Two may become one in marriage, but divorce divides everything back into two. Whether the settlement money from one spouse's personal injury case remains the property of that spouse or gets divided in a divorce depends on the laws of the state in which the couple resides.
Community Property States
States generally use one of two methods of dividing property in a divorce: community property division or equitable division. In community property states, property is divided into community property and separate property. All moneys earned by either spouse during the marriage are community property and divided equally between the two when they divorce. Any assets purchased with community property funds are also community assets and are divided equally. Property owned by a spouse before marriage is his separate property and awarded entirely to him on divorce.
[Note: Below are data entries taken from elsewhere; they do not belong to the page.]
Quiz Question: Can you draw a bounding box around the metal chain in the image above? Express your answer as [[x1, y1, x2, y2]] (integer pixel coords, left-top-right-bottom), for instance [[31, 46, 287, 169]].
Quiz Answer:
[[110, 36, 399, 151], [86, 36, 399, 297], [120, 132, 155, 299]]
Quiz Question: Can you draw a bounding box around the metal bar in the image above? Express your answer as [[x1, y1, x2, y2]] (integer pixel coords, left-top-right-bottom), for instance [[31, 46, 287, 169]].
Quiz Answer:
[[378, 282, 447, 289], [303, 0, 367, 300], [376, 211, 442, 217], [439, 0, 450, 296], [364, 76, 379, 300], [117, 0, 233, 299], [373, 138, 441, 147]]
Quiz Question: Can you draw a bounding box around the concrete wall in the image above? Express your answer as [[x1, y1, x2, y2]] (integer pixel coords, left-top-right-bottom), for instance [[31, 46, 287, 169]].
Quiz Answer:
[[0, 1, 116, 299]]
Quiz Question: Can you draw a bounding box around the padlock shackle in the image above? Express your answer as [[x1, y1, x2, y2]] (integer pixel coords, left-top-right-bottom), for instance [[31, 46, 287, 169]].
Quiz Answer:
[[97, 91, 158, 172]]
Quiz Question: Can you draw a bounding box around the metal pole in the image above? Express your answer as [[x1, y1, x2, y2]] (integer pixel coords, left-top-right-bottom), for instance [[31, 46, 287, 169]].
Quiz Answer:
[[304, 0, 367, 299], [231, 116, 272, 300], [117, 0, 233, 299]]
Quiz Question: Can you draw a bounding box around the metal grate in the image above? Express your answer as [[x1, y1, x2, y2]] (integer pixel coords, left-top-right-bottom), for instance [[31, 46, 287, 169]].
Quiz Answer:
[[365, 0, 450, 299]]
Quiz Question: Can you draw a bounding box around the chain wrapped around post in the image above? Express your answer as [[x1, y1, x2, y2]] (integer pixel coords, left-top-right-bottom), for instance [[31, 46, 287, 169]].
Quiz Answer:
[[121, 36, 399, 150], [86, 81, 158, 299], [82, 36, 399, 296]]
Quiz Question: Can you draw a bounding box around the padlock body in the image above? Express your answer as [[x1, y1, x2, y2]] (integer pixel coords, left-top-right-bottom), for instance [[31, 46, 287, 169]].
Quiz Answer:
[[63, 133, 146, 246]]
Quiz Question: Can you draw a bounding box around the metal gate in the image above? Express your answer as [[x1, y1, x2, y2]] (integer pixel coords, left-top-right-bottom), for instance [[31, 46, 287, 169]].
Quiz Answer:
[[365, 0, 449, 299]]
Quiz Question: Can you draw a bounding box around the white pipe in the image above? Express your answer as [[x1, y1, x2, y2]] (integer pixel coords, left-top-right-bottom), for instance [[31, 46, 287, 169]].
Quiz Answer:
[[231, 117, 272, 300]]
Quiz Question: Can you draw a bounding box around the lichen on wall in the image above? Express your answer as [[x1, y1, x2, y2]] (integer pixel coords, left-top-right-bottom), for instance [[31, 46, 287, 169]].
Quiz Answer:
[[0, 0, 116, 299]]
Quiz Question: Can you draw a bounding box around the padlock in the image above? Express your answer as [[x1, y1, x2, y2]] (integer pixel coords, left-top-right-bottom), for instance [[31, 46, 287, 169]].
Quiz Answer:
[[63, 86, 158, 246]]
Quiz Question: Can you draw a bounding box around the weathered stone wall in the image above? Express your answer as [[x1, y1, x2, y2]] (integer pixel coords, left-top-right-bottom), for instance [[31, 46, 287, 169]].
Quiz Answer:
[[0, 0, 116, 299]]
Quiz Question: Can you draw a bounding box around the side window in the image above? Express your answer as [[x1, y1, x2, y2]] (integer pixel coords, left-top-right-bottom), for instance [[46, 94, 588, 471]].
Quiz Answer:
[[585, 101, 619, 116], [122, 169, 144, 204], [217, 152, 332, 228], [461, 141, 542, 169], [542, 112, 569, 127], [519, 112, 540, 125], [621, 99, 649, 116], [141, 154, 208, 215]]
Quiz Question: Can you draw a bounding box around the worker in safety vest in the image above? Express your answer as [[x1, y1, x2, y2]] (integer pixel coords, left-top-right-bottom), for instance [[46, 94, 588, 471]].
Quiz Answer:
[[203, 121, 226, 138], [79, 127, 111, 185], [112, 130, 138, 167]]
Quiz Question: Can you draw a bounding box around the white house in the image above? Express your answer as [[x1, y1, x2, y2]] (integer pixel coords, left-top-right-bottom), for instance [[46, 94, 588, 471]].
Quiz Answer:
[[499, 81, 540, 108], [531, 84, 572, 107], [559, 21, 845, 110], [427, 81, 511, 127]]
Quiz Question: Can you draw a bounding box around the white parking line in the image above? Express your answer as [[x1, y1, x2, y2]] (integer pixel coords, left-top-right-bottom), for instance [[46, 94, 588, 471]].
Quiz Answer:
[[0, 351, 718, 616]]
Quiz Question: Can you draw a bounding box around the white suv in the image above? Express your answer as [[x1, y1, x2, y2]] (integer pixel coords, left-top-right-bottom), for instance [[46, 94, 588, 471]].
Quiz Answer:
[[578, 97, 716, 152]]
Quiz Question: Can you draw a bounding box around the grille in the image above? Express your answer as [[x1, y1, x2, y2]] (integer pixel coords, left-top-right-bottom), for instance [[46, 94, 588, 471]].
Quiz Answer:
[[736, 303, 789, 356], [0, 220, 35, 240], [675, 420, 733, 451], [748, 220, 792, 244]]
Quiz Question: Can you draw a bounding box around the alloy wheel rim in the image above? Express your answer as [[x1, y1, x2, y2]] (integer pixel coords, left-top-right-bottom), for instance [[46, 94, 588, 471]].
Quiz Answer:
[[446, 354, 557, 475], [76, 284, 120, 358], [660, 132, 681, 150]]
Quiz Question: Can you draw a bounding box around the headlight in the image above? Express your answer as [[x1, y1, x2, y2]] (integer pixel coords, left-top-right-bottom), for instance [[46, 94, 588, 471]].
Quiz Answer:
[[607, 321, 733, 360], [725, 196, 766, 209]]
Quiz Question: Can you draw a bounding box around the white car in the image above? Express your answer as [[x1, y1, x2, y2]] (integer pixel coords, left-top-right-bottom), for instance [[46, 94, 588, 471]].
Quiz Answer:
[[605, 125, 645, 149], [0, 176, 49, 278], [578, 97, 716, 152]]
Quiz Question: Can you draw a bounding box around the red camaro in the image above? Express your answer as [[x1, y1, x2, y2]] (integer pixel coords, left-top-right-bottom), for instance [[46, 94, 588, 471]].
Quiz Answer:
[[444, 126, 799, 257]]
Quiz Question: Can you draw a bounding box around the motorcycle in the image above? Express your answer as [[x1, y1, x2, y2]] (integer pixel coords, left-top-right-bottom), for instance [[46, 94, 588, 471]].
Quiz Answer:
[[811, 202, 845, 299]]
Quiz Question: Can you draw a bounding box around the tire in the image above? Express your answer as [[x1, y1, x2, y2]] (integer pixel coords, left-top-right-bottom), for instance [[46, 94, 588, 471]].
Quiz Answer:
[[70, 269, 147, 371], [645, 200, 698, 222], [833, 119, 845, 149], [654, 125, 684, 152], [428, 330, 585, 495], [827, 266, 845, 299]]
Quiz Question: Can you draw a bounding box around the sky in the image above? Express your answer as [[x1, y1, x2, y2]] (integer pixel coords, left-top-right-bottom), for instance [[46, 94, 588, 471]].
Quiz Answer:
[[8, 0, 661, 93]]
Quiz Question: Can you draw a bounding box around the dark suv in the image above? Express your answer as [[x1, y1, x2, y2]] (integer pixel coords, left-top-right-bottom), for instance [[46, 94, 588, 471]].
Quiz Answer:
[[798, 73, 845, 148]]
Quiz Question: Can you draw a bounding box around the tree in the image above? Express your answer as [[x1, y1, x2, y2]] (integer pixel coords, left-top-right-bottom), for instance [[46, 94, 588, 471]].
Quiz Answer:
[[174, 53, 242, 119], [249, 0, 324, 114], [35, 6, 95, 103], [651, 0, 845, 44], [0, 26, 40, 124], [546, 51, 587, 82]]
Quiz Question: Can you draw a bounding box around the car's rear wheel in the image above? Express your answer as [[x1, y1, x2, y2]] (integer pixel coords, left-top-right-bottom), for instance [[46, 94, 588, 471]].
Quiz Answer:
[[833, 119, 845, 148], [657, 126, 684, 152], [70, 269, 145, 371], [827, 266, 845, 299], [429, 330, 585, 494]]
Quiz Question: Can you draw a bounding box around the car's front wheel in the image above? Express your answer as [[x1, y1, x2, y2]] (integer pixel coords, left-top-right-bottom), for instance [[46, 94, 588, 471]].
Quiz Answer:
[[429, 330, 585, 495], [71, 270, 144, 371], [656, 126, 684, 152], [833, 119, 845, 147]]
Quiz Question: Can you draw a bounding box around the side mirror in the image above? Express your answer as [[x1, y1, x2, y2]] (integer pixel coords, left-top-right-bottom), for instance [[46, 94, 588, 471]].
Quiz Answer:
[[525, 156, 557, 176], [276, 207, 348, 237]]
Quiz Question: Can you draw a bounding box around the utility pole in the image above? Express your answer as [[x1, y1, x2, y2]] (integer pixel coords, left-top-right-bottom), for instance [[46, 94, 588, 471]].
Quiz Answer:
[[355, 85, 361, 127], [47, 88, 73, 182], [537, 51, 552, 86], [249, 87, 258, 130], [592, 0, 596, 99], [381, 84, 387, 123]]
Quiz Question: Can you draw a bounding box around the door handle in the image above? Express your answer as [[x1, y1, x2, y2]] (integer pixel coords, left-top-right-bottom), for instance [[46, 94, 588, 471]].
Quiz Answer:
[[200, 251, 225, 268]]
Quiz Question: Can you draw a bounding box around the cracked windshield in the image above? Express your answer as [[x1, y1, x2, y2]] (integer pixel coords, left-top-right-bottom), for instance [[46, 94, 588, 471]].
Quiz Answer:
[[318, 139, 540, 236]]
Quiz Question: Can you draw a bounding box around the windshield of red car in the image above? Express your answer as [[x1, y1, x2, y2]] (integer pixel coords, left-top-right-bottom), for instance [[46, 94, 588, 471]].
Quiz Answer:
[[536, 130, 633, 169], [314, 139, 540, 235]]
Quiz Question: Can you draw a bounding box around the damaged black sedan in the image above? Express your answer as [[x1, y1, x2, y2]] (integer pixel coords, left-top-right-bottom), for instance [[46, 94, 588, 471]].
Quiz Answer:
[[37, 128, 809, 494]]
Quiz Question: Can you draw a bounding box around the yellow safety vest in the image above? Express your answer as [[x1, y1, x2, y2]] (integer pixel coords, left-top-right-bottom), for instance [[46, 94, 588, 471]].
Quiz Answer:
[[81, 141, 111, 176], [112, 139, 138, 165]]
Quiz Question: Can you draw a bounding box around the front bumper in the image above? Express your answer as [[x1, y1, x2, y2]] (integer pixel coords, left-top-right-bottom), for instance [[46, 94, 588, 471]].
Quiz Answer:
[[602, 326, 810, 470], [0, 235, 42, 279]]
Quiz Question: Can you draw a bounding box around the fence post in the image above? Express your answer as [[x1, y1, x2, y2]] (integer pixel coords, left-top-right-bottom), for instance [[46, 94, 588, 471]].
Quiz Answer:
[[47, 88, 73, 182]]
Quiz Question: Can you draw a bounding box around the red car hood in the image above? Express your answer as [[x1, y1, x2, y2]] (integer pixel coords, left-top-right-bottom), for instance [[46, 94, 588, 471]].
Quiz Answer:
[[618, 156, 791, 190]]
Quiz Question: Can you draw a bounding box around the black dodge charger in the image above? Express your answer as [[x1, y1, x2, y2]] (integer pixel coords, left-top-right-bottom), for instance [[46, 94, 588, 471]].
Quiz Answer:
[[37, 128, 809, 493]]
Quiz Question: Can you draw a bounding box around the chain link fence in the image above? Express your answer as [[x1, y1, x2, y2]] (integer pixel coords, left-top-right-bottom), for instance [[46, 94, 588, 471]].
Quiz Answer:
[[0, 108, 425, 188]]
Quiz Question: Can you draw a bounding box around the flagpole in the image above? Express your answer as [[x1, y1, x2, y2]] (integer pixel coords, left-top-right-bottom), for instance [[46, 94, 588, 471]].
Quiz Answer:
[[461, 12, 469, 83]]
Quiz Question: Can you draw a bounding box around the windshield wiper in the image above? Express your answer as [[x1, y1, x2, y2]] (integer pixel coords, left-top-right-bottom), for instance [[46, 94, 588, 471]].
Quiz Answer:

Settlements in Community Property States
Most community property states analyze a personal injury or other court settlement to determine the losses for which the award compensated. For example, a settlement after an automobile accident could include moneys for lost wages and compensation for the person's pain and suffering. In most community property states, any money that compensates for wages lost during the marriage is community property. That is, the portion of the settlement for lost income is split equally between the divorcing spouses. Compensation for pain and suffering remains the separate property of the injured spouse.
Equitable Division States
In equitable division states, all property the couple acquires during a marriage is termed marital property. The only exceptions are gifts or inheritances received by one spouse, which are separate property. The court's job in equitable division states is to divide all property between the spouses fairly, rather than equally. If necessary for fairness, the court may even award one spouse a portion of the other spouse's separate property.
Settlements in Equitable Division States
Many equitable division states classify a settlement as marital property if it was received during the marriage. The courts reason that since all property other than gifts and inheritances received during the marriage is marital, a personal injury settlement received during the marriage is also marital property. That means the settlement is divided equitably between the spouses.
Specific State Statutes
Some states have specific laws designating personal injury settlements as either separate property or marital/community property. California, for example, classifies all settlements or awards from lawsuits as community property if the lawsuit was initiated during the marriage. In New York, on the other hand, all personal injury awards and settlements are separate property.